Wieder befiel sie Furcht ...
Unter der Blouse war sie glücklicherweise warm gekleidet. Kühl fühlte sie sich nur angeweht, so lange sie erhitzt blieb. Ihre Stirn trocknete sich allmählich, sie gewöhnte sich an die Luft, die sogar über die steinernen Stufen von unten her wärmer heraufströmte. Schon entdeckte sie, dass man etwa mit acht Stufen im Beginn eines ausgemauerten Raumes war, der auch noch einen andern Ausgang haben konnte; denn unten umhertastend fühlte sie wiederum neue Stufen. Es lag hier jene Oeffnung, die in den Hof ging. Ein scharfer Zugwind, der aus einem entgegengesetzten Winkel kam, schien auf andere Oeffnungen zu deuten. Vielleicht begannen dort die Gänge, die, wie man sagte, fast unter der ganzen Stadt hinliefen und in jenen Palast mündeten, in welchem einst die hohen Kirchenfürsten, als sie noch souverän waren, oft von ihren eigenen Untertanen belagert wurden. Jetzt waren diese Gänge teilweise verschüttet, doch nicht ganz. Ein Zusammenhang sollte noch immer z.B. mit dem "steinernen haus" des Herrn Maria stattaben, auch hie und da eine Tür sich befinden, die in Kirchen und geistliche Wohnungen führte.

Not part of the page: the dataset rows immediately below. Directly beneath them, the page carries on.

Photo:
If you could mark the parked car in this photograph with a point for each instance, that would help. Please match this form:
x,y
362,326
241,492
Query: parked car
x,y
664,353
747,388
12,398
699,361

Alles das stand gespenstisch vor der Phantasie der ungeduldig Harrenden ...
Sie stieg die Stufen wieder hinauf, die an die von Bickert verschlossene Tür führten ...
Eine halbe Stunde mochte vergangen sein, als sie endlich Geräusch vernahm ... Es waren die Schritte eines Mannes, der sich vorsichtig näherte ... Die Tür wurde aufgeschlossen ... Auch ohne Licht sah ihr an die Dunkelheit inzwischen gewöhntes Auge ihren – fraglichen Retter vor sich stehen.

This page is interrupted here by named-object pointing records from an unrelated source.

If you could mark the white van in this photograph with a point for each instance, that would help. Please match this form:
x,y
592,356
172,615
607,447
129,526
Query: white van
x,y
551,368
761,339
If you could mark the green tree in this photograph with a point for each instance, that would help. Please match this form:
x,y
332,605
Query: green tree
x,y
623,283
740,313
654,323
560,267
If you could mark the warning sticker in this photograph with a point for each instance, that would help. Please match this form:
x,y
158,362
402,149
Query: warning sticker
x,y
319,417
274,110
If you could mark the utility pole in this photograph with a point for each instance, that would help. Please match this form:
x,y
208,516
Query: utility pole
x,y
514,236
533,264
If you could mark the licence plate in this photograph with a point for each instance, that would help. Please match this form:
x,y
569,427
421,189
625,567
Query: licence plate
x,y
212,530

Eine Weile erst wie prüfend sie anstarrend bedeutete er sie, jedes Geräusch zu vermeiden ... Im haus wäre alles im Glauben, sie müsste sich irgendwo versteckt haben. Wenn sie nicht um Mitternacht, bis wohin er wiederkehren würde, von einem näher von ihm bezeichneten Fenster an einer Strickleiter hinuntersteigen wollte, würde sie erst am folgenden Tage entfliehen können, wenn vielleicht Kratzer ausginge und Frau Hanne in der Küche beschäftigt wäre. Das Haustor wäre bis dahin heute verriegelt und der Schlüssel von Kratzern selbst schon abgezogen worden ... Ein Steigen über die Mauer war der wachsamen Hunde wegen nicht möglich ...
Nimmermehr! rief Lucinde. Ich muss fort! Fort! Sogleich!
Sie erbebte bei dem Gedanken, wie sie ihr Ausbleiben im Kattendyk'schen haus entschuldigen sollte ...
Bickert, der plötzlich eine ganz andere, auffallenderweise mit französischen Brocken gemischte Sprache redete, als vorhin und als sie auch auf dem St.-Wolfgangberg von ihm gehört zu haben sich erinnerte, Bickert erklärte, dann wäre kein anderer Ausweg möglich, als hier durch die unterirdischen Gänge ... Die Schlüssel hätte er, sagte er ... Wollte sie, so könnte er sie an die nächste Oeffnung führen, durch die sie vielleicht ins Freie käme ... Mais – nun wandte er sich mit einer drohenden Geberde, ergriff ihren Arm und sah ihr mit aufgerissenen Augen ins bleiche Antlitz ...
Seid ruhig! antwortete sie. Rettet mich und ich schwöre Euch Verschwiegenheit! ... Dann wiederholte sie, wie sehr sie Eile hätte ... Schaudernd blickte sie in die Tiefe, die sie wie ein Grab anstarrte ...
Fürchten Sie sich nicht! wiederholte Bickert. Aber schwören sollen Sie mir unten am Muttergotteskreuzweg, dass Sie mich nicht denunciren!
Am Muttergotteskreuzweg? wiederholte Lucinde ...
In einer guten halben Stunde sollen Sie so gut nass werden, wie jetzt jeder andere draussen – schon wieder regnet es –
Lucinde bemerkte erst jetzt, dass sie bei all diesen Momenten des Schreckens ihr völlig unbewusst sowohl den alten Regenschirm, der Veilchen gehörte und leicht eine Entdeckung hätte herbeiführen können, wie die Druckermappe krampfhaft in den Händen festgehalten hatte ...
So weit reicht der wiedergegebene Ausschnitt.